Nel mirino degli amministratori di palazzo Falcone gli evasori, gli utenti che cioè usufruiscono del servizio di refezione scolastica senza però pagare il dovuto.

Mensa Ladispoli, controlli più ferrei
Mensa Ladispoli, controlli più ferrei

Dai controlli effettuati sarebbero 1882 gli utenti che hanno omesso di pagare la mensa dei propri figli nel periodo che va dal 2011 al 2015, mentre sono già un migliaio coloro che si sono messi in regola con pagamenti, versando nelle casse comunali oltre 418mila euro.

Alcune cartelle sono state cancellate per motivi burocratici.

Ci sono poi circa 800 utenti che continuano a non voler pagare.

A loro, a breve, arriveranno le comunicazioni delle Agenzia delle Entrate in cui il comune sta inviando tutte le cartelle esattoriali inevase per un totale di 573mila euro.

E poi ci sono gli omessi pagamenti del periodo che va dal 2016 al 2018. In questo lasso di tempo sono stati circa 950 i pagamenti omessi per un totale di 652mila euro che mancano all’appello nel bilancio comunale.

E ora con l’introduzione del pasto da casa il rischio è che si crei ancora più confusione nel database.

Il comune dovrà infatti cercare di capire chi è che ha deciso di sospendere il servizio mensa per avvalersi del diritto del pasto da casa, e chi invece continua a usufruire del pasto servizio dalla Cir senza pagare.

Per questo motivo, come annunciato dall’assessore Lucia Cordeschi, dal prossimo anno i controlli saranno effettuati classe per classe così da riuscire ad avere un quadro più articolato e preciso della situazione.

Ma le novità non finiscono qui.

Mensa Ladispoli, controlli più ferrei

A partire dall’anno scolastico 2019/2020 cambieranno anche le regole per il pasto da casa all’interno della Corrado Melone.

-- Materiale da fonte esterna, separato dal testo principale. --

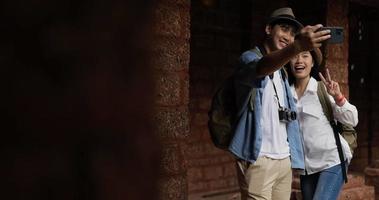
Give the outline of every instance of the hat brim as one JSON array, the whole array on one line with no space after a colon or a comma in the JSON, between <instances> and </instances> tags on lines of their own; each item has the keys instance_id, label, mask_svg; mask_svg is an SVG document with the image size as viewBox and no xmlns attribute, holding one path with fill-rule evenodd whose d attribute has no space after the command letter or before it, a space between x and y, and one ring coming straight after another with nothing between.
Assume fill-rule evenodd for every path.
<instances>
[{"instance_id":1,"label":"hat brim","mask_svg":"<svg viewBox=\"0 0 379 200\"><path fill-rule=\"evenodd\" d=\"M294 25L298 30L303 28L303 24L301 24L299 21L297 21L296 19L293 19L291 17L286 17L286 16L278 16L278 17L271 17L267 24L273 24L274 22L277 22L277 21L283 21L283 22L287 22L289 24L292 24Z\"/></svg>"}]
</instances>

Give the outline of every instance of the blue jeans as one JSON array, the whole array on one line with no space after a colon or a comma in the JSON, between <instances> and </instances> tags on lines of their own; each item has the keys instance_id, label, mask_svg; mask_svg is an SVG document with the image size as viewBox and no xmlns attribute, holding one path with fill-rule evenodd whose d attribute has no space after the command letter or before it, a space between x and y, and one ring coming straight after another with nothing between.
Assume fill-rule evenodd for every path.
<instances>
[{"instance_id":1,"label":"blue jeans","mask_svg":"<svg viewBox=\"0 0 379 200\"><path fill-rule=\"evenodd\" d=\"M340 164L315 174L300 176L304 200L336 200L343 183Z\"/></svg>"}]
</instances>

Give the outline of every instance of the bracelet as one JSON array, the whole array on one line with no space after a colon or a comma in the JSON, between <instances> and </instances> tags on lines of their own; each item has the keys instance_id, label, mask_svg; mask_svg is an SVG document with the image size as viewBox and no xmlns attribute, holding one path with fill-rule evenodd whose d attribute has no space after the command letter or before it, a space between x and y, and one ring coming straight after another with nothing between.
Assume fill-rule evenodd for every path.
<instances>
[{"instance_id":1,"label":"bracelet","mask_svg":"<svg viewBox=\"0 0 379 200\"><path fill-rule=\"evenodd\" d=\"M339 98L335 98L336 104L341 105L342 103L345 103L345 96L341 94Z\"/></svg>"}]
</instances>

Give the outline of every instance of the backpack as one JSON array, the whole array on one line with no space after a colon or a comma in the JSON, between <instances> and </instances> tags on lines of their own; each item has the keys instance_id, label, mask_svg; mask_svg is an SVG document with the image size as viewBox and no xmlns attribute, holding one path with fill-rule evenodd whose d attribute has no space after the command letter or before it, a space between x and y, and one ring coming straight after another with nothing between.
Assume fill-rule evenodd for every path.
<instances>
[{"instance_id":1,"label":"backpack","mask_svg":"<svg viewBox=\"0 0 379 200\"><path fill-rule=\"evenodd\" d=\"M253 109L256 88L249 93L248 107ZM227 150L234 136L234 129L244 109L237 110L234 77L231 76L223 83L213 96L208 112L208 130L213 144Z\"/></svg>"},{"instance_id":2,"label":"backpack","mask_svg":"<svg viewBox=\"0 0 379 200\"><path fill-rule=\"evenodd\" d=\"M317 95L320 100L322 110L324 111L327 119L329 121L333 120L333 111L332 111L332 105L328 96L328 93L324 87L324 84L319 81L318 87L317 87ZM351 154L354 153L354 150L357 148L357 131L350 125L342 124L337 121L336 128L338 133L341 134L341 136L346 140L346 142L349 144Z\"/></svg>"},{"instance_id":3,"label":"backpack","mask_svg":"<svg viewBox=\"0 0 379 200\"><path fill-rule=\"evenodd\" d=\"M258 56L262 54L252 49ZM248 107L253 110L256 88L249 93ZM243 111L238 111L236 102L236 89L234 76L227 78L223 85L216 91L212 98L211 107L208 112L208 130L213 144L223 150L228 150L230 141L234 136L234 130Z\"/></svg>"}]
</instances>

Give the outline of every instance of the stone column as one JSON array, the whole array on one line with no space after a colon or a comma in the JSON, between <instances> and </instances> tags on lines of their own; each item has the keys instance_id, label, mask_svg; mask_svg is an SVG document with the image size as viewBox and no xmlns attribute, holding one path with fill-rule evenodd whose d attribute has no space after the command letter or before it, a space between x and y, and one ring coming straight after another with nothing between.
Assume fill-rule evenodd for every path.
<instances>
[{"instance_id":1,"label":"stone column","mask_svg":"<svg viewBox=\"0 0 379 200\"><path fill-rule=\"evenodd\" d=\"M162 143L160 199L187 199L183 140L189 134L190 1L160 0L154 8L155 127Z\"/></svg>"},{"instance_id":2,"label":"stone column","mask_svg":"<svg viewBox=\"0 0 379 200\"><path fill-rule=\"evenodd\" d=\"M339 82L343 94L349 96L348 58L349 58L349 1L328 0L326 11L326 26L341 26L344 28L342 44L325 46L325 66L329 68L332 79ZM323 69L321 69L323 70Z\"/></svg>"}]
</instances>

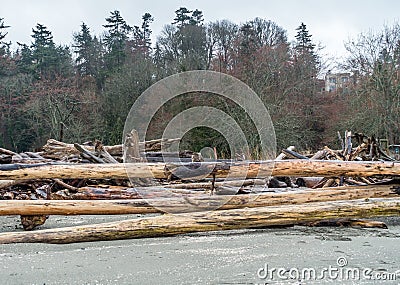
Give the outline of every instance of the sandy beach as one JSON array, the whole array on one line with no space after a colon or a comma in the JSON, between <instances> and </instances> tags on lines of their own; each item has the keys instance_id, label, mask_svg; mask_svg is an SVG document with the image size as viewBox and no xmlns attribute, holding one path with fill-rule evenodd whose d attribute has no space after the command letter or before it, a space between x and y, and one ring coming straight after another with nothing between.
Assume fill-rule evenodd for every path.
<instances>
[{"instance_id":1,"label":"sandy beach","mask_svg":"<svg viewBox=\"0 0 400 285\"><path fill-rule=\"evenodd\" d=\"M53 216L41 228L135 216ZM2 232L21 230L18 217L1 220ZM46 285L400 284L400 218L379 220L389 229L295 226L67 245L0 245L0 280Z\"/></svg>"}]
</instances>

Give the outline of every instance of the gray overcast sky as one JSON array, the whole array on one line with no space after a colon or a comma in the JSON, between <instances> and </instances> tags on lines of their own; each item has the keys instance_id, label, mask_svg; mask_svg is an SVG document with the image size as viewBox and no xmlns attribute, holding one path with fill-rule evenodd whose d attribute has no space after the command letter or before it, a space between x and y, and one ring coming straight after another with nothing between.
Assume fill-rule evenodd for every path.
<instances>
[{"instance_id":1,"label":"gray overcast sky","mask_svg":"<svg viewBox=\"0 0 400 285\"><path fill-rule=\"evenodd\" d=\"M316 43L332 56L344 54L343 41L361 32L379 31L400 17L398 0L0 0L0 18L8 30L7 41L31 42L32 28L41 23L53 33L56 43L70 44L72 33L85 22L95 34L110 11L119 10L130 25L139 25L145 12L153 15L151 28L158 35L171 23L179 7L203 11L205 21L229 19L243 23L255 17L272 20L288 32L289 40L304 22Z\"/></svg>"}]
</instances>

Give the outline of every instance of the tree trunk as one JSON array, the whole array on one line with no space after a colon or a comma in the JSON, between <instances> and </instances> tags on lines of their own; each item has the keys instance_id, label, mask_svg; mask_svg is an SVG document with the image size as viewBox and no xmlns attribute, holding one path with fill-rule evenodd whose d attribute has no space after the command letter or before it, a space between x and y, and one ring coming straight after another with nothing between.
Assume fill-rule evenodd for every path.
<instances>
[{"instance_id":1,"label":"tree trunk","mask_svg":"<svg viewBox=\"0 0 400 285\"><path fill-rule=\"evenodd\" d=\"M221 211L166 214L120 222L33 232L1 233L0 243L73 243L173 236L192 232L286 226L321 219L367 218L400 214L400 199L309 203Z\"/></svg>"}]
</instances>

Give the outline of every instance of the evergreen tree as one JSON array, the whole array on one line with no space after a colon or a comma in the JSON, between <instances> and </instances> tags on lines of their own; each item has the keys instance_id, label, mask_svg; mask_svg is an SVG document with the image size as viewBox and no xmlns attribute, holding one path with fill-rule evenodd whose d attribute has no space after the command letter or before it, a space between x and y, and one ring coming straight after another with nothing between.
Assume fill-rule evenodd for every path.
<instances>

Dopo l’ok dell’amministrazione comunale ad aprire le porte della mensa anche ai bambini che non usufruiscono del servizio di refezione scolastica per consentire il proseguio dell’integrazione sociale tra gli alunni dell’istituto, gli studenti della Melone “fai da te” hanno avuto la possibilità di consumare il pranzo all’interno della mensa (il Polifunzionale) ma in un’area loro riservata così da evitare la “contaminazione” tra i pasti diversi.

La Cir che ha in gestione il servizio di refezione su incarico dell’amministrazione «ha provveduto quest’anno – ha spiegato Cordeschi – alla pulizia anche di questo spazio».

Ma dal prossimo anno non sarà così. Se alla Melone, insomma, si vorrà continuare a far portare il pasto da casa ai bambini, spetterà ai collaboratori scolastici pulire l’area adibita alla consumazione del pasto e non alla Cir.

Spazi che, peraltro, non saranno più all’interno del Polifunzionale.

Già durante le festività natalizie sono stati avviati i lavori per la realizzazione della seconda mensa scolastica all’interno dell’istituto comprensivo diretto dal presidente Riccardo Agresti.

Sala che però per tutto l’anno scolastico è rimasta al servizio dei docenti per poter svolgere in tranquillità le lezioni senza la necessità di spostare i bambini a metà anno in un altro istituto scolastico per la mancanza di spazio all’interno della Melone.

Dal prossimo anno, però, la mensa prenderà definitivamente il posto dell’aula provvisoria (in tal senso l’istituto, che già quest’anno ha subito una forte riduzione degli spazi, dovrà provvedere a iscrivere per il 2019/2020 un numero minore di studenti) con il Polifunzionale adibito a soli manifestazioni culturali e che in tal senso, una volta liberato dalla mensa, sarà, peraltro, intitolato a Marco Vannini, come già annunciato dall’amministrazione.